2-  Recommendation on Dispute Management of BIT:
  • For better management of BIT disputes, the committee recommends the creation of an inter-ministerial committee (IMC).
  • It also recommends hiring external lawyers having expertise in BITs to boost the government’s legal expertise.
  • The most significant recommendation is the creation of the post of an ‘international law adviser’ (ILA) to advise the government on international legal disputes, particularly BIT dispute.
3-    Recommendations on Dispute resolution of BIT:
  • The committee recommended establishing a BIT appellate mechanism and multilateral investment court.

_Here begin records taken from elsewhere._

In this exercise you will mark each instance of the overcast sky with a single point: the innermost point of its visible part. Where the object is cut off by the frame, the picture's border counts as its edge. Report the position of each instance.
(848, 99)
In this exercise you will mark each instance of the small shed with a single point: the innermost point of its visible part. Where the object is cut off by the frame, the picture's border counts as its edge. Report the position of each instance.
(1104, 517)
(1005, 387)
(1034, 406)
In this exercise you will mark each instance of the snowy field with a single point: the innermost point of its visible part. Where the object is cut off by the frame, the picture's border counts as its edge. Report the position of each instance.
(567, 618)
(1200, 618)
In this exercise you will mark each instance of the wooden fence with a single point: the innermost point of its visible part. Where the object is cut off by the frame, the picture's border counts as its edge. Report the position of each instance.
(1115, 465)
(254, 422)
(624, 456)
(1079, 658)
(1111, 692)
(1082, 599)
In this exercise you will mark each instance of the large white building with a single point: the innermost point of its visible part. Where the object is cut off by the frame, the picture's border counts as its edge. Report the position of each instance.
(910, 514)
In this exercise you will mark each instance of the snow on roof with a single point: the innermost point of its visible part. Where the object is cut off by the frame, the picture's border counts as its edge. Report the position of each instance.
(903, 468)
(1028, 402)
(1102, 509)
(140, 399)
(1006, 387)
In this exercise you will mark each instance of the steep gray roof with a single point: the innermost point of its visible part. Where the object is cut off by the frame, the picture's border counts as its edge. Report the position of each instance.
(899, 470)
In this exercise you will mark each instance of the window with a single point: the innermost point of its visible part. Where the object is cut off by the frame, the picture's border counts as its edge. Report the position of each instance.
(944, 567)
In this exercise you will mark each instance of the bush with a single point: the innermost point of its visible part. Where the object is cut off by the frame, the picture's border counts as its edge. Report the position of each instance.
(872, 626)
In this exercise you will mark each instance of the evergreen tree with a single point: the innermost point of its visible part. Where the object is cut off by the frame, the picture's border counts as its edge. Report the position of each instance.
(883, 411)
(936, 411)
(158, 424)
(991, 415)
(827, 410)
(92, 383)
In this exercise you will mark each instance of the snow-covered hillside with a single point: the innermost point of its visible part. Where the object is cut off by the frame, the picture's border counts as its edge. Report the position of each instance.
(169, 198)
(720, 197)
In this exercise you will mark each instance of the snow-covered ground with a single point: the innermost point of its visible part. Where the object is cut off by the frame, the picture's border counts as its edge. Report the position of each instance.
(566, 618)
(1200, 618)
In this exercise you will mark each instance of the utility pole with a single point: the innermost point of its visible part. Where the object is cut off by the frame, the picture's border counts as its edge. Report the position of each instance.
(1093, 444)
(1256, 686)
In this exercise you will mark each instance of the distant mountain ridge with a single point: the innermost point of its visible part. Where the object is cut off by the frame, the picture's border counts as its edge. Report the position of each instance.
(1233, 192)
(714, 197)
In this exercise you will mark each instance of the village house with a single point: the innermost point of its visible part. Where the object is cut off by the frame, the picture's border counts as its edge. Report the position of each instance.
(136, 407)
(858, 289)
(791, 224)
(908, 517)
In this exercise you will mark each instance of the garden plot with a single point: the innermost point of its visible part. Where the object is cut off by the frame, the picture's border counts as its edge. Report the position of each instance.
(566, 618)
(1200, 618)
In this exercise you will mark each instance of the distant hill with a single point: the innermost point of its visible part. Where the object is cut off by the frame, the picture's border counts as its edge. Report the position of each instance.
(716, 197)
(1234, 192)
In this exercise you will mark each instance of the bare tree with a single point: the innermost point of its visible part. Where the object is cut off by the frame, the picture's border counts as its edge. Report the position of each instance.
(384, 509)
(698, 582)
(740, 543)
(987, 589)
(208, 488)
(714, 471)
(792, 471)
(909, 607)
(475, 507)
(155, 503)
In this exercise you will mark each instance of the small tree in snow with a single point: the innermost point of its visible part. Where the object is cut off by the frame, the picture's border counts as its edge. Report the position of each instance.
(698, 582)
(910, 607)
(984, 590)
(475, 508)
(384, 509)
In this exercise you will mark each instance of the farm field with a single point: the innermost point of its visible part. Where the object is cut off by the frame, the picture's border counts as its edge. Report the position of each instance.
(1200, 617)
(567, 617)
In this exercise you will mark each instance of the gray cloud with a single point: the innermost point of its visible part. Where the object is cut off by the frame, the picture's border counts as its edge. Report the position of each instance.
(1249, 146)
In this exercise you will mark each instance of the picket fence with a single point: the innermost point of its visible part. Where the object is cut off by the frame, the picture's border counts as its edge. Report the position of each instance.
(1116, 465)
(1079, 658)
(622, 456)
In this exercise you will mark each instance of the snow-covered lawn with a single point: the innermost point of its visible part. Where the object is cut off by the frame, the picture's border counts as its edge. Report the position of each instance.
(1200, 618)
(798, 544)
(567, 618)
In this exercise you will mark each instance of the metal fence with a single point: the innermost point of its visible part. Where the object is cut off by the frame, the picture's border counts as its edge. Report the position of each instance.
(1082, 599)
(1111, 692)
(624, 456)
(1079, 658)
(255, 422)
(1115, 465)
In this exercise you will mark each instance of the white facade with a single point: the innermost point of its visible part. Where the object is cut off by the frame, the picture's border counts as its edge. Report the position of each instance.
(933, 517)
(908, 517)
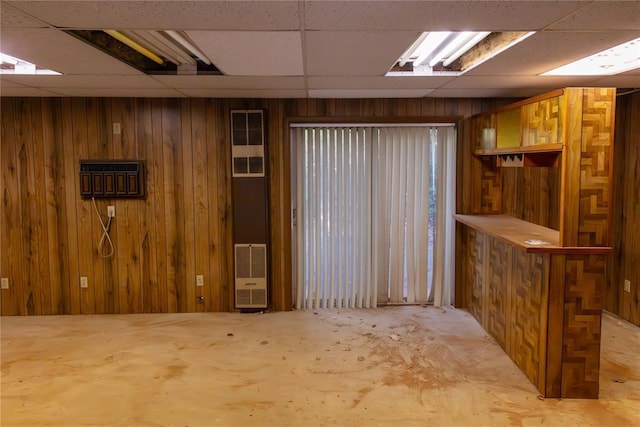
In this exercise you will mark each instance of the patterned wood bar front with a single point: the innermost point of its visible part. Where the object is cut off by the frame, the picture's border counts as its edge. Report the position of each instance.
(543, 304)
(510, 293)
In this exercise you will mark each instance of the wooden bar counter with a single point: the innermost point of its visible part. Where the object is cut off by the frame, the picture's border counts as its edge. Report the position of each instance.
(541, 303)
(533, 238)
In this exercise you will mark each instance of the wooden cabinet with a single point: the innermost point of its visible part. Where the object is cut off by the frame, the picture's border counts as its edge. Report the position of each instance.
(531, 252)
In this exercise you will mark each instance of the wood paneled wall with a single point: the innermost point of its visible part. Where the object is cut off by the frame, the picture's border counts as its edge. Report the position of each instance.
(624, 263)
(49, 235)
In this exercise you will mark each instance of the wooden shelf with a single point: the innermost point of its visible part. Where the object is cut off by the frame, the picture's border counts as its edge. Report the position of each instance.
(541, 148)
(520, 233)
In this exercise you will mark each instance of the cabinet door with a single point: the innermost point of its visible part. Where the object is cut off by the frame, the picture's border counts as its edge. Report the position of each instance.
(541, 122)
(484, 128)
(508, 128)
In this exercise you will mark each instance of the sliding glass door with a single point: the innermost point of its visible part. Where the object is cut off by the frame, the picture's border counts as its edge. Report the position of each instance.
(365, 214)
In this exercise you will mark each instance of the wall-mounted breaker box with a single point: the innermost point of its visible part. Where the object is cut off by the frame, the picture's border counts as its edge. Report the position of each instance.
(112, 179)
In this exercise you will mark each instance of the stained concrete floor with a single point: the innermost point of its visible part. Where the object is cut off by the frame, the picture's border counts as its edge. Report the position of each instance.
(400, 366)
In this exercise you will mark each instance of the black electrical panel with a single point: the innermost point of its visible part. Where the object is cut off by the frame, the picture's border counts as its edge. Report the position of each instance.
(112, 179)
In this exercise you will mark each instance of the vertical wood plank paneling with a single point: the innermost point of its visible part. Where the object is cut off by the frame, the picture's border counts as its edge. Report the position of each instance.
(84, 210)
(628, 246)
(148, 235)
(214, 122)
(44, 285)
(111, 268)
(159, 296)
(278, 207)
(170, 135)
(96, 281)
(186, 283)
(186, 148)
(103, 265)
(200, 202)
(85, 237)
(72, 197)
(11, 261)
(55, 251)
(31, 133)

  • The committee also recommended to establish investor-state dispute settlement (ISDS) mechanism, given in Article 15 of the Indian Model BIT, provides an effective mechanism for settling BIT disputes between an investor and state.
How India’s Bilateral Investment Treaty’s (BIT) with other countries are affecting rights of the tribal people in India?
  • A bilateral investment treaty is an agreement ensuring foreign investor protection and host state regulatory powers.
  • Though, this has been catalyst in development but has often affected the rights of tribal people in India enshrined in the 5th & 6th schedule of Constitution and Recognition of Forest Act, 2006.
  • There has been frequent incidence of dilution of the rights conferred to them because of persistent threat on states of Investment Treaty Arbitration for enforcement of investor protection in case of project getting stalled due to protest or license getting cancelled.
Q3) India remain one of the few liberal democracies who have signed the 1951 United Nations Refugee Convention nor won’t its 1967 Protocol. Why India, according to you, has not signed Refugee Treaty despite having one of the largest refugee populations in south Asia? Explain why India further needs an appropriate domestic refugee law? The need of Internal Refugee law
  •         The Indian State has treated a few refugee communities reasonably well but has not formulated a well-defined refugee law and judicial interventions have been case specific.
  •         The absence of clearly defined statutory Standards subjects refugees and asylum seekers to inconsistent and arbitrary government policies.
  •         India has given shelter to more than 400,000 refugees from myriad countries including Tibet, Myanmar, Sri Lanka, Afghanistan, Somalia and Ethiopia.
  •         Legal rights of refugees have thus been governed by ad-hoc administrative mechanisms that are ambiguous and distinguish between refugee groups on account of political considerations.
  •         Thus refugees are left dependent on the benevolence of the state rather than on a rights regime to reconstruct their lives with dignity.
Why won’t India sign the Convention or the Protocol?
  •         Reasons are primarily security-related, borders in South Asia are extremely absorbent and any conflict can result in a mass movement of people.
  •         India is home to varied groups of refugees, ranging from Buddhist Chakmas from the Chittagong Hill Tracts of Bangladesh, to Bhutanese from Nepal, Muslim Rohinygas from Myanmar and small populations from Somalia, Sudan and other sub Saharan African countries.
  •         At the time, UNHCR played a stellar role in helping devise India’s administrative response to the 9.8 million Hindu refugees who poured in from Bangladesh.
  •         It also helped to assemble huge international finances to pay for Indian bills (and it wasn’t even the West’s war).
  •         In 2015, amid the biggest refugee crisis in the West since World War II, none of the reasons listed above justifies India’s continuing refusal to sign the Refugee Convention.